12 janvier 2022, 11:29, par Fasovision

@Internaute SOME,
J’ai lu vos posts avec beaucoup d’intérêt, particulièrement votre appréciation de ce qui se passe où se joue au Mali.
Je partage votre point dans les lignes qui suivent :

Tous ceux qui estiment que les autorités de transition au Mali sont des plaisantins ou qui les traitent de tous les autres noms ne connaissent pas suffisamment le Mali et donc n’ont pas la pleine compréhension des enjeux qui se jouent dans ce pays, depuis maintenant près d’une décennie.
Quand tu n’as le loisir d’apprécier une situation qu’à distance ou en ligne, tu ne peux qu’être parfois dans des préjugés et dans des approximations.
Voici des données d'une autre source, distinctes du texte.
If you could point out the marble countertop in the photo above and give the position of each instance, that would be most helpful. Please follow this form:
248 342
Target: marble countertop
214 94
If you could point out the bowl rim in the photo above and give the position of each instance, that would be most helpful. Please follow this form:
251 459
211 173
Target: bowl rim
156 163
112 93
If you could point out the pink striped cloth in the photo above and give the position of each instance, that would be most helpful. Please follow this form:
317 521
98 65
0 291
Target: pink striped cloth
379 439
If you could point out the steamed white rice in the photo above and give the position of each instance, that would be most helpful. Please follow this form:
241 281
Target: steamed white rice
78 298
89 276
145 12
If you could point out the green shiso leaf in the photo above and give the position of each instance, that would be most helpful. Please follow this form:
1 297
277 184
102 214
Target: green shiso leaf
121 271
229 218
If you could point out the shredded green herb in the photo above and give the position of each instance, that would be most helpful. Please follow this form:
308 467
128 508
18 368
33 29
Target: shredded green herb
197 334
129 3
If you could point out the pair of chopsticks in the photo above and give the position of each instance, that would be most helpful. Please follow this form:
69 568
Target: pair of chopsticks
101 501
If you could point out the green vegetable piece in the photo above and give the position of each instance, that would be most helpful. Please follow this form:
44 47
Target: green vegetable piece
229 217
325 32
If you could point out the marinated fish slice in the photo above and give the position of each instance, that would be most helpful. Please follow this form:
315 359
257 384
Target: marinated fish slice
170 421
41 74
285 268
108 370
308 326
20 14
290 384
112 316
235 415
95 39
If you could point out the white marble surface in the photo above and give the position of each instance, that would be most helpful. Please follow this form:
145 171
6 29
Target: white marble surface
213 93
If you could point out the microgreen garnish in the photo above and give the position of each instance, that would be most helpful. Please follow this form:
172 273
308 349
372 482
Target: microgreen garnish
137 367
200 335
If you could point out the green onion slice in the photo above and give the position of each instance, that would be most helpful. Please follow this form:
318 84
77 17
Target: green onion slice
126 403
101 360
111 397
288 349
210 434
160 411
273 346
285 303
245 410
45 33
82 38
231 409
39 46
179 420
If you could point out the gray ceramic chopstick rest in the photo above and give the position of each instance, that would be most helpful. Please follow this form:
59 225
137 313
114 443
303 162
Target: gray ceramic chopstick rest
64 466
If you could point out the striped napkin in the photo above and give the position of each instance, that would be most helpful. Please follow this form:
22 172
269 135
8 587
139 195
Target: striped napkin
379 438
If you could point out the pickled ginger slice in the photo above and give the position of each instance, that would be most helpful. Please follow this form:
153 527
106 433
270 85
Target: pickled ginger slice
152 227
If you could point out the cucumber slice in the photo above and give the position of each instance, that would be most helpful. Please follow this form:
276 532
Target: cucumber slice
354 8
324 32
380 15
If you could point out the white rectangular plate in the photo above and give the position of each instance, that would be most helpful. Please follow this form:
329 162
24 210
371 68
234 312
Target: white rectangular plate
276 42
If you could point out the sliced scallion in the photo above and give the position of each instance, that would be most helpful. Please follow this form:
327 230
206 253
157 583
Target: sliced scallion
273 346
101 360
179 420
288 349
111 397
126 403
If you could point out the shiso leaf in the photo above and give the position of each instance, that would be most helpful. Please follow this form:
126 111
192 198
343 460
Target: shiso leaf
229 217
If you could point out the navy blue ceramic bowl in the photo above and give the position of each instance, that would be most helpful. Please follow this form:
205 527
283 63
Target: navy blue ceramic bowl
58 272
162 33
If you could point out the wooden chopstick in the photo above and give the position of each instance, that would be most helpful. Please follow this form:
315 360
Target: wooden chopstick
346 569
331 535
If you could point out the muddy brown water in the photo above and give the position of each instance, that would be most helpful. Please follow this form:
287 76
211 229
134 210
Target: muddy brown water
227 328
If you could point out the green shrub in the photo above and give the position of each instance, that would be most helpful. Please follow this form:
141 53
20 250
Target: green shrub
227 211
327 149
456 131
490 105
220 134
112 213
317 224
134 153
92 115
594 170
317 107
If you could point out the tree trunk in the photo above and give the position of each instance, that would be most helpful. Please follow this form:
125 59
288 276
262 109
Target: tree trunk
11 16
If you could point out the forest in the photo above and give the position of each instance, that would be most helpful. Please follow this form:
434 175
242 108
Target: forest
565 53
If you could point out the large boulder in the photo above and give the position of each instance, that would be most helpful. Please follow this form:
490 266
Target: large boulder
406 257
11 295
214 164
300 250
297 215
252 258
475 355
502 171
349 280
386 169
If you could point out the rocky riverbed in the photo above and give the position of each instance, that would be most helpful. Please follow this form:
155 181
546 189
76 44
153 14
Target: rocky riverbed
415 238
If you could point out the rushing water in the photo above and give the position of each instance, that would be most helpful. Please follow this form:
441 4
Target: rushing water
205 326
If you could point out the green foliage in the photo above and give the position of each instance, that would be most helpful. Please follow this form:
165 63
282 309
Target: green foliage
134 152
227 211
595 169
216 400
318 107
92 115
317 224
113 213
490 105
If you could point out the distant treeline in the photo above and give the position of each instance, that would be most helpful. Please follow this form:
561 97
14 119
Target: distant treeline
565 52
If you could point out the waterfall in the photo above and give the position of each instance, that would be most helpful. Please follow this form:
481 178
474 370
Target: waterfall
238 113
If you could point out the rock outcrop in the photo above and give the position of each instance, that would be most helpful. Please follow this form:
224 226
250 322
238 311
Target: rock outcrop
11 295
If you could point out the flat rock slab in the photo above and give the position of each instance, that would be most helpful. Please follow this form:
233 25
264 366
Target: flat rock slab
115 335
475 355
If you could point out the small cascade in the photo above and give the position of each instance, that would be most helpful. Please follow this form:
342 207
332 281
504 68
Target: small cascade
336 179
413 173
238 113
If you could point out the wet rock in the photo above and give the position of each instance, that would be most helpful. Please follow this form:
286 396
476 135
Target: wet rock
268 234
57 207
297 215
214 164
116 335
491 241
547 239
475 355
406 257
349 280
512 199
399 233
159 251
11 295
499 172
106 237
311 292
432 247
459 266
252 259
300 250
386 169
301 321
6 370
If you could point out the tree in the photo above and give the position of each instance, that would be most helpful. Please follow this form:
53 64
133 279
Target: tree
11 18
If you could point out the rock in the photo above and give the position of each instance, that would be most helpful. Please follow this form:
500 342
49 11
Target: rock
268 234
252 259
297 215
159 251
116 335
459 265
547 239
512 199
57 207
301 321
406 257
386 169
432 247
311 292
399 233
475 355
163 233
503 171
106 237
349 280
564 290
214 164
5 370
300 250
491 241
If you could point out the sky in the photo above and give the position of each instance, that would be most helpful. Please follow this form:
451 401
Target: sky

Certes la durée d’une transition peut être sujet à débats pour éviter toujours d’être dans des excès. Celle de 5 ans proposée par les assises nationales maliennes n’est toutefois pas sortie du néant, faut-il le rappeler. Elle pourrait éventuellement être revue, rien n’étant intangible.

Certes aussi, le classique est vite sorti par les gardiens d’une certaine orthodoxie selon lequel des autorités militaires ne pourraient pas conduire des réformes. Ce n’est pas un postulat que je rejetterais a priori.
Quid toutefois de notre transition où le Lieutenant-colonel Isaac Zida (conseillé ou guidé en cela par une main extérieure, je n’en sais rien ?) s’est déchargé de l’étoffe passagère de Chef d’État, pour s’installer à la Primature et conduire le gouvernement de transition ainsi que tout le processus à bon port ? On ne lui enlèvera pas l’intelligence politique ou "transitoire" d’avoir su écouter la voix de la sagesse pour accéder à cette volonté du peuple tout en ne manquant pas de s’entourer de civils aux compétences indéniables, dont le travail ne fait pas, aujourd’hui, l’objet de reproches particuliers.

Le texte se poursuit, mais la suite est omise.